A slight slope from left to right stood between the ball and the pin. We watched the ball follow this slope and steer itself at the cup. Click.  We heard the ball hit the stick gently and drop into the hole. Hole-in-One. We jumped up, yelled, high-fived and even hugged one another.

The ball is sitting in my golf ball collection in my home office. It sits right next to my three eagles, including the 165 yard 5 Iron I sunk at Black Wolf Run to win $50 from my friend Lynn Refer in 1995. I decorated yesterday’s ball with a blue marker; it reads “April 29, 2008. Danny Caruso. Hole 3 at BCC. 85 Yards. 6 Iron.”

I’ve long wondered what it would feel like to get a hole in one.  I am still wondering.  As I said, I had a sand wedge in my hand.  Yet I wrote 6 Iron on the ball.   The 6-Iron belonged to my  playing partner—my son Danny Caruso–and when his ball fell into the hole, I was every bit as excited as if it was my hole-in-one.

Congratulations D-Boy. I hope some day, when I get a hole-in-one, you are standing on the tee box with me.

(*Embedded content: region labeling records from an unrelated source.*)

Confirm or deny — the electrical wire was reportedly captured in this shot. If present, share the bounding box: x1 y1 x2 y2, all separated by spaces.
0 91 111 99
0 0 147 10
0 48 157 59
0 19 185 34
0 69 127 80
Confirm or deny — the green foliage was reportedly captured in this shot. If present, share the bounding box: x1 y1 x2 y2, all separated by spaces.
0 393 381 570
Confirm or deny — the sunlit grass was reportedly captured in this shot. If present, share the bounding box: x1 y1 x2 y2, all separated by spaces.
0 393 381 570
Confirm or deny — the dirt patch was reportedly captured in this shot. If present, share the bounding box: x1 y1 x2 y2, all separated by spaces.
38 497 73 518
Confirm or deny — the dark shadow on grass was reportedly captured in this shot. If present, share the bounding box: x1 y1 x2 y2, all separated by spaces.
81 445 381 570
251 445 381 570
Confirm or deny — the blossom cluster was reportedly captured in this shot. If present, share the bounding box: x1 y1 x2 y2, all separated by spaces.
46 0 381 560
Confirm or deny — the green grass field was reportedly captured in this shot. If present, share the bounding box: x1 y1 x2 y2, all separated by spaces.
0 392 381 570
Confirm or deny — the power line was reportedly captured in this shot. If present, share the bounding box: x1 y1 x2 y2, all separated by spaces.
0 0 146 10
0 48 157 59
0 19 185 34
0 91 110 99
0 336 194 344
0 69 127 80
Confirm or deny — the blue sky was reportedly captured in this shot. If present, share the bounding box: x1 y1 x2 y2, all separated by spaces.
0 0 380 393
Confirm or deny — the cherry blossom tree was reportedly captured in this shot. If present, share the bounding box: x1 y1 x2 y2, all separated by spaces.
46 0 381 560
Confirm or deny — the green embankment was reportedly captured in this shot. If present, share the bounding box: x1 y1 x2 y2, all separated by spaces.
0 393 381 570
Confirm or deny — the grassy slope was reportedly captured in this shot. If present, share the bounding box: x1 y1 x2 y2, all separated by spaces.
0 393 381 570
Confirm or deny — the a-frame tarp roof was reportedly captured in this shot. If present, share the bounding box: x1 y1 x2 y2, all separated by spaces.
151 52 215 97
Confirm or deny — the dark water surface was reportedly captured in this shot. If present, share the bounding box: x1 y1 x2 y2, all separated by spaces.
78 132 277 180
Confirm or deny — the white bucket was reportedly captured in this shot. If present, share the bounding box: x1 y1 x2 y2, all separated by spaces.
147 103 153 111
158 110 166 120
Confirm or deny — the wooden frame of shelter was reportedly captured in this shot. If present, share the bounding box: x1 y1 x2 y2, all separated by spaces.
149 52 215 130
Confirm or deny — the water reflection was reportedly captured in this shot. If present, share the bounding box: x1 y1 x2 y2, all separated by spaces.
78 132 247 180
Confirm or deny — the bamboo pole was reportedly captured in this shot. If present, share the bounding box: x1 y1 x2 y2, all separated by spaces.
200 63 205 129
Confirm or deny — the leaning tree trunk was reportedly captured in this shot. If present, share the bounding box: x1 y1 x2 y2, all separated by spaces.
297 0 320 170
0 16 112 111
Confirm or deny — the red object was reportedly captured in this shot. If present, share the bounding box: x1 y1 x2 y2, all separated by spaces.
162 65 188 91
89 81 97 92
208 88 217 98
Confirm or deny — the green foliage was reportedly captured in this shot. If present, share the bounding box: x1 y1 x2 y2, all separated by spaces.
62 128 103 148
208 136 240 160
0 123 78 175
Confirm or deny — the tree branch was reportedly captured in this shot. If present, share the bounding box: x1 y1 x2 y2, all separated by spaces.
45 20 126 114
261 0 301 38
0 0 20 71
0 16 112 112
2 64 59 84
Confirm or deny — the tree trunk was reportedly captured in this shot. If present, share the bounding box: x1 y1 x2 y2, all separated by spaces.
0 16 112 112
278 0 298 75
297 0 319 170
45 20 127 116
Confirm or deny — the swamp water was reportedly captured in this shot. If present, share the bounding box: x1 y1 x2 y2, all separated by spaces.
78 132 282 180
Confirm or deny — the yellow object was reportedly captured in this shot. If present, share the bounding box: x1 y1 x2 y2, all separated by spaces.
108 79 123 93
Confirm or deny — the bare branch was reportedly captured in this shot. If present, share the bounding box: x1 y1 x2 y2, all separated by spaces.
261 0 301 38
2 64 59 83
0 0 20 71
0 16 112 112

Post-amble: One Hole Later

Now I’m standing on the 4th tee box, a 175 yard par 3. My shot was not bad, just to the right of the green.  One hole after his hole-in-one, Danny readies his 3-wood and swings away.

It is a nice shot but heading toward a tree’s outstretched branches, which stretch over the left side of fairway. Leaves have not yet blossomed so there is mostly air where his ball is headed. If he gets through cleanly, he will be in the fairway just about 15 yards from the green.

Instead, it squarely hits a branch and ricochets hard left into the deep rough.

Oh how the world looks to a kid on the eve of being a teenager. The prior hole’s improbable eagle was long forgotten. With disdain in his voice, he reacts to the bad bounce: “I never get a break.”